Sermons

Summary: What did Jesus mean when he said that the law would not pass away?

The biggest cop out for spiritual failure and the most common excuse for deliberate sinfulness are these words "I’m not under law but under grace!" and with those seven words we seek to absolve ourselves of any spiritual responsibility we might have for our behaviour. And when we are confronted about our actions we get all huffy and tell people to mind their own business. Actually it’s more like “Don’t judge me, you know what the bible says about judging.”

So is that reality? Does grace give us an eternal get out of jail free card? Does grace really trump the law? Somehow we have gotten the notion that Jesus stamped the Old Testament with big red letters that say “Null and Void”. We have drawn the faulty conclusion that the old testament no longer matters, that it really doesn’t apply to us, it just a collection of historical books. Well except for maybe the 10 Commandments and most people are now working on an abbreviated version of them, they’ve kind of narrowed it down to “thou shalt not kill.”

And yet as Jesus taught that morning on the shore of Galilee, right after he told the disciples that they were to be salt and light in a lost and dying world he makes this remarkable statement. Matthew 5:17 “Don’t misunderstand why I have come. I did not come to abolish the Law of Moses or the writings of the prophets. No, I came to accomplish their purpose. But did he really mean it? Can those words really be coming from the mouth of Christ? The same Christ that Paul wrote about in the book of Romans where he said Romans 10:4 (NIV) Christ is the end of the law.

Think about it, Jesus was executed for breaking the religious law, he didn’t follow the prescribed hand washing instructions, he healed the sick on the Sabbath, picked grain to eat on the holy day and claimed he was God. And yet here is the same Jesus speaking with reverence about the law of Moses. In the next verse Jesus tells us Matthew 5:18 I tell you the truth, until heaven and earth disappear, not even the smallest detail of God’s law will disappear until its purpose is achieved. Now the New King James Version is a little more poetic when it says Matthew 5:18 For assuredly, I say to you, till heaven and earth pass away, one jot or one tittle will by no means pass from the law till all is fulfilled. It’s not as clear as the newer versions but it’s prettier. So what are jots and tittles? Glad you asked. The Jot was the smallest letter of the Hebrew alphabet also known as an Iota.

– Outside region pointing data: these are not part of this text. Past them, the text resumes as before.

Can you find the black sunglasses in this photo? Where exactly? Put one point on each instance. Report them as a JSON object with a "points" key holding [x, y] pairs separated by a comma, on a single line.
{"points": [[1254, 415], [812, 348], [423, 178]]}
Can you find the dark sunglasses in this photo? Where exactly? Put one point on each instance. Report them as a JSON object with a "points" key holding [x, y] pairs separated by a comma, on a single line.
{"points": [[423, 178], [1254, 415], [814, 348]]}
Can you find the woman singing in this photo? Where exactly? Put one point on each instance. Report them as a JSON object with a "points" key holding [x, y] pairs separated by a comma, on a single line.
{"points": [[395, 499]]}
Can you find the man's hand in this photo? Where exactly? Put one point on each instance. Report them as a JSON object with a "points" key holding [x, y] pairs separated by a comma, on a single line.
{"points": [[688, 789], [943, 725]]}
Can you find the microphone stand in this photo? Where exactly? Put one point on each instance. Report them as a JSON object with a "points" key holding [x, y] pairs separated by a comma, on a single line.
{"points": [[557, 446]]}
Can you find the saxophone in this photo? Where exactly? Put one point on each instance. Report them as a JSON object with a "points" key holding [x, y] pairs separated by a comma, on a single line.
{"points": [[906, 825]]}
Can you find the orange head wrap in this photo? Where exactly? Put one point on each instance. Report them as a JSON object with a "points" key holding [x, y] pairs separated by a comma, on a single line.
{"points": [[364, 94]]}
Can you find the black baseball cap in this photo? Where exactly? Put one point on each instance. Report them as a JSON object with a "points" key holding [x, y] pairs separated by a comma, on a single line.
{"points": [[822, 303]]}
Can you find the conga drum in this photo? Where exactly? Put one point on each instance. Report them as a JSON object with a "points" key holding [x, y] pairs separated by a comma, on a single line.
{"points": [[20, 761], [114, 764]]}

You ever wonder when you say “That doesn’t make one Iota of a difference” what an iota was? An Iota looks like an apostrophe, here is a picture of an Iota.

The tittle on the other hand was like a serif, you know the squiggley bit on a letter that makes it different then another letter. Let me illustrate, this is an “O” this is a “Q” and the bit at the bottom is a tittle. And everybody goes “Ahhhhhh”.

And so Christ was saying that not even something as small and insignificant as these two marks would be removed from the law by him.

Now there are those who say that sounds so unlike Christ that Jesus could not have possibly said it. Maybe Matthew simply invented this saying himself and attributed it to Jesus. Well if he did then Luke must have as well because he said in Luke 16:17 But that doesn’t mean that the law has lost its force. It is easier for heaven and earth to disappear than for the smallest point of God’s law to be overturned. Or in the New King James Luke 16:17 And it is easier for heaven and earth to pass away than for one tittle of the law to fail.

It’s a Matter of God’s Law

Well in order to understand what Jesus was saying it would help if we knew what Jesus was saying. So what was the “Law”? 1) The Ten Commandments 2) The first five books of the Old Testament, what is often referred to a the Pentateuch or five scrolls. 3) The Law and the Prophets, was referring to what we now call the Old Testament. And that is what Jesus said would not pass away. But there was also a fourth meaning of the “Law” and that was the Oral Law or Scribal Law.

And it was this last one that Christ and Paul attacked. In the Old Testament there are very few rules and regulations and many great principles. Well to the Rabbis that wasn’t enough, they would say that if it wasn’t there explicitly then it was there implicitly. And so the Rabbis said that out of the law it must be possible to deduce a rule for everything.